I’ve got a great group of folks who I consider friends in the industry as well as competitors. The experience we had with the operators [collaborating] was the signal to me that it was okay to call up folks and talk about what they’re seeing, too. Around mid-March, seniors housing made what I thought was its national debut. It turned out to be a dubious debut. What I mean by that is, if you flipped open any newspaper, the biggest ones in the nation, you would see another negative article about quote-unquote seniors housing above the fold. And either lazily or misinformed, it’s looping everything together from active living to skilled nursing, which as we know are very different models.

There was a quick and appropriate movement to acknowledge caregivers at hospitals as heroes, which there is no question about. But what was being left on the cutting room floor, in my opinion, was the same kind of recognition for our caregivers who weren’t wearing scrubs in an institutional hospital type setting. They’re the last line of defense before residents become patients. And they just were not getting the recognition that I thought they should.

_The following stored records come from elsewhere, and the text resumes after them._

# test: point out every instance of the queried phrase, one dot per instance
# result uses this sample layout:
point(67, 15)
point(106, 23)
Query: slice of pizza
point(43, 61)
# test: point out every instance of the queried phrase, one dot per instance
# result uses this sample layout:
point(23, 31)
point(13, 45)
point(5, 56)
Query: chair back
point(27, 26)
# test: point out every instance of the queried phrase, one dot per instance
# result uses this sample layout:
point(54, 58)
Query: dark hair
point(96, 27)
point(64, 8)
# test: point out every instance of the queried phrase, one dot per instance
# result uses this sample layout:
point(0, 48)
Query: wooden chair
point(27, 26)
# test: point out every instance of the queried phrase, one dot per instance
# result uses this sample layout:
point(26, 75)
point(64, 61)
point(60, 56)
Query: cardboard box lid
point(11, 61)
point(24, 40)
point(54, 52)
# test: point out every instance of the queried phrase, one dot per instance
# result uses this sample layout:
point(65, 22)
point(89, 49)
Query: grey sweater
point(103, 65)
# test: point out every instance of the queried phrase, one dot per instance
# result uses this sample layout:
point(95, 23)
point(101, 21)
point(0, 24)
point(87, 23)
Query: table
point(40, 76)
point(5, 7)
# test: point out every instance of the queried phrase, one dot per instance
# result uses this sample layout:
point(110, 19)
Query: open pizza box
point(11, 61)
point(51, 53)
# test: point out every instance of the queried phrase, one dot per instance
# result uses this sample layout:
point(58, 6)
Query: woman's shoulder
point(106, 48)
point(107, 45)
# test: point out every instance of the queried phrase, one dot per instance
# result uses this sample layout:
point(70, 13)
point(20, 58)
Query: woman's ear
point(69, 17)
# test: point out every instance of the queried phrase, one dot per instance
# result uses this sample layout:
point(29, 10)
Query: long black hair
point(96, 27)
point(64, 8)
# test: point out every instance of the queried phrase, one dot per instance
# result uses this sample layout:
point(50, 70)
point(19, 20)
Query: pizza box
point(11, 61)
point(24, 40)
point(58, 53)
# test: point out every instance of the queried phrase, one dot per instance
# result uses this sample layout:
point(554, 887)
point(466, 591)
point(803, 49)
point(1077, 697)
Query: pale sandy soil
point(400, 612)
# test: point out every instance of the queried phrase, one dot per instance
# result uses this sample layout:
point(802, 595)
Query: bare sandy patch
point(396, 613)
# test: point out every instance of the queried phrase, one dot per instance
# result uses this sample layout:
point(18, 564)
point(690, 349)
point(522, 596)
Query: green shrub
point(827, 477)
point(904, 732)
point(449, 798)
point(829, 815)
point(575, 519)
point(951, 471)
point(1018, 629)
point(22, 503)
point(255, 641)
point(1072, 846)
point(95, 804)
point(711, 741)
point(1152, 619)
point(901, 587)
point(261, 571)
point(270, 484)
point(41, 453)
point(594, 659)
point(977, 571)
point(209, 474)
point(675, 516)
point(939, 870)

And I thought, what are we going to do when this is all over, to be defined? You have a lot of folks out there who are adult children, and they’re getting the perception that seniors housing is a tinderbox [for Covid-19].

So, I had this Jerry Maguire moment, if you will, and wrote all these things down into a memo and sent it out to about 60 or so folks in the industry. And the reception to it was immediate and overwhelming and humbling. Everybody agreed with it. They were saying, “Yeah, this is horrible. Let’s get involved. Let’s do something about this.” And so, that led to a direct-media program on Facebook, because that hits our demographic for caregivers and for adult children.

So, we were putting out paid ads to those folks all over the country. Facebook’s an amazing thing, in that it can really pinpoint who wants to hit as its audience, and you can calibrate that to a level of specificity. We got like a million and a half hits in the first month … and it’s now morphed over to Twitter. We’ve got videos that are going up. There are about 45 different groups contributing to the cause. And we’ve set this up that we’ve got a budget for a year-long campaign to say nice things about the industry and combat those things that I had mentioned earlier.

I’d like to think it’s moved the needle, and has helped to put us in a position where we are today. When you look at the media — the New York Times, Washington Post, USA Today, Wall Street Journal — there are very few negative articles, and they’ve diligenced themselves to isolate skilled nursing facilities away from seniors housing communities.